This is awesome, @emil! Really psyched you’re exploring this.
OK here are lots of scattered thoughts. Sorry for the length… if I had more time I would’ve written a shorter letter
Functional Data Transformations
One API idea I was excited about at one point was having inputs & outputs be functional data transformations. So you could write stuff like:
@callback(Output('figure', extend('figure', 'data.0.y')), Input('interval', 'n_interval'))
def update(_):
df = get_latest_data()
return df['sales']
which would extend the figure.data[0].y
property of the figure.
So then the question becomes, what grammar do we support beyond extend
?
With the nested property, you could also have this as inputs, so:
@callback(Output('figure', 'data.*.marker.color'),
Input('darken', 'n_clicks'),
State('figure', 'data.*.marker.color'))
def update(existing_colors):
new_colors = []
for color in existing_colors:
new_colors.append(darken(color))
return new_colors
*
might not be generic enough. We might consider looking at the jq
syntax for a more generic data accessing grammar.

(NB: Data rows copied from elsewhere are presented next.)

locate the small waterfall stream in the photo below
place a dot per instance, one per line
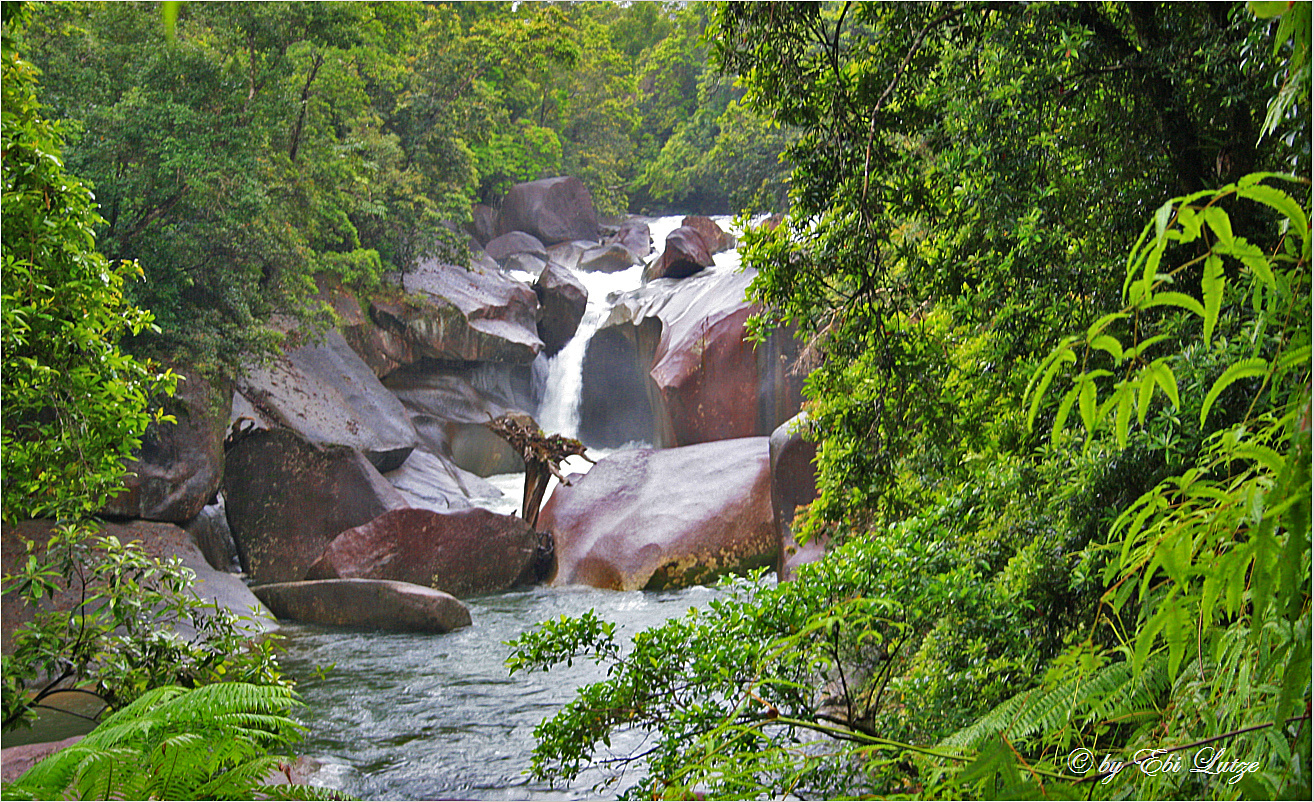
(415, 717)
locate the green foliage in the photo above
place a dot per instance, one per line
(134, 623)
(74, 404)
(208, 743)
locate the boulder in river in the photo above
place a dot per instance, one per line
(685, 254)
(561, 304)
(556, 209)
(465, 552)
(665, 518)
(179, 466)
(158, 539)
(365, 604)
(329, 396)
(287, 498)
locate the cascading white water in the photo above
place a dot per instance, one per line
(560, 408)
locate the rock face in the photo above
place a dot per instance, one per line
(464, 314)
(792, 485)
(561, 303)
(158, 541)
(552, 209)
(465, 554)
(515, 242)
(288, 498)
(607, 258)
(681, 347)
(714, 237)
(367, 604)
(685, 254)
(651, 519)
(179, 466)
(330, 397)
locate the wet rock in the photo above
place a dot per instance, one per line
(329, 396)
(566, 254)
(792, 487)
(465, 314)
(665, 518)
(556, 209)
(158, 539)
(561, 304)
(515, 242)
(607, 259)
(681, 345)
(288, 498)
(179, 466)
(714, 237)
(685, 254)
(465, 552)
(365, 604)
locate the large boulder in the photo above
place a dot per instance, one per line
(367, 604)
(179, 466)
(665, 518)
(451, 406)
(515, 242)
(636, 237)
(561, 303)
(792, 485)
(607, 258)
(678, 350)
(329, 396)
(467, 552)
(685, 254)
(287, 498)
(463, 314)
(158, 539)
(716, 238)
(553, 209)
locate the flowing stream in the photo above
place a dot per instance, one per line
(434, 717)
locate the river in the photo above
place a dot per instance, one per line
(436, 717)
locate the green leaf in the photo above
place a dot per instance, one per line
(1280, 201)
(1212, 285)
(1176, 299)
(1247, 368)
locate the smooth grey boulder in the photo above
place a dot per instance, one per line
(287, 498)
(563, 300)
(329, 396)
(365, 604)
(665, 518)
(515, 242)
(556, 209)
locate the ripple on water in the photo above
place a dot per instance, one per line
(430, 717)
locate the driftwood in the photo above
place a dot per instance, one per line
(542, 454)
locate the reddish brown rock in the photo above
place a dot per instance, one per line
(712, 234)
(561, 303)
(685, 254)
(467, 552)
(288, 498)
(179, 466)
(669, 518)
(556, 209)
(365, 604)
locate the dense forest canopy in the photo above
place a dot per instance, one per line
(264, 143)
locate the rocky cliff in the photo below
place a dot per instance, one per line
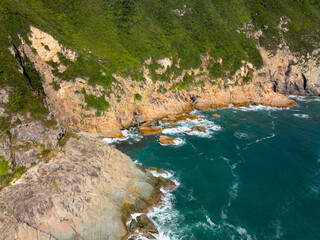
(158, 99)
(102, 66)
(86, 191)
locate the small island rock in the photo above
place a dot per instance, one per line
(199, 129)
(166, 140)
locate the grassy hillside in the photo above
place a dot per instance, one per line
(116, 36)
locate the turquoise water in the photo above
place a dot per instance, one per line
(255, 175)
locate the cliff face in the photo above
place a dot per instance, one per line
(86, 191)
(158, 99)
(116, 62)
(292, 75)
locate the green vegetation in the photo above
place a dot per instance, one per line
(45, 152)
(138, 97)
(55, 85)
(188, 81)
(63, 141)
(98, 103)
(4, 166)
(5, 177)
(116, 36)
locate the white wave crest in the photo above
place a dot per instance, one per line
(240, 135)
(258, 108)
(300, 115)
(131, 134)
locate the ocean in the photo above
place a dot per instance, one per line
(255, 174)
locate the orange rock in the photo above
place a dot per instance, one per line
(172, 119)
(199, 128)
(166, 140)
(149, 130)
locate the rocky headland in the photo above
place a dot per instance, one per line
(61, 181)
(86, 191)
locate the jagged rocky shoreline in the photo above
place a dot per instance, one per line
(78, 187)
(88, 190)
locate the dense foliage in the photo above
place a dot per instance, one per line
(116, 36)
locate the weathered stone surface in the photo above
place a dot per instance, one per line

Functional Grammar - Inspired by Ramda
At one point, I was thinking we could expose/adopt the Ramda API, which basically allows you to do any sort of functional transformations to data in a single expression: Ramda Documentation
The cool thing about ramda, and other functional paradigms, is that you construct the data transformation expression in a way that you can always “call”/“apply” with a value. So instead of having
my_list.append(5)
you write:
append(my_list)(5)
or in a more complex scenario:
extend(figure['data'][0]['x'], [1, 2, 3])
you write something like
concat(lensPath('data', 0, 'x'))(figure)([1, 2, 3])
(See in Rambda sandbox)
which lends itself well to what we’re doing where you write the data transformation expression in the callback and then “call”/“apply” with two things: 1. The component’s property, 2) callback’s return value. So generically, Dash’s front-end “simply” runs:
new_component_value = expression(property_value)(callback_output)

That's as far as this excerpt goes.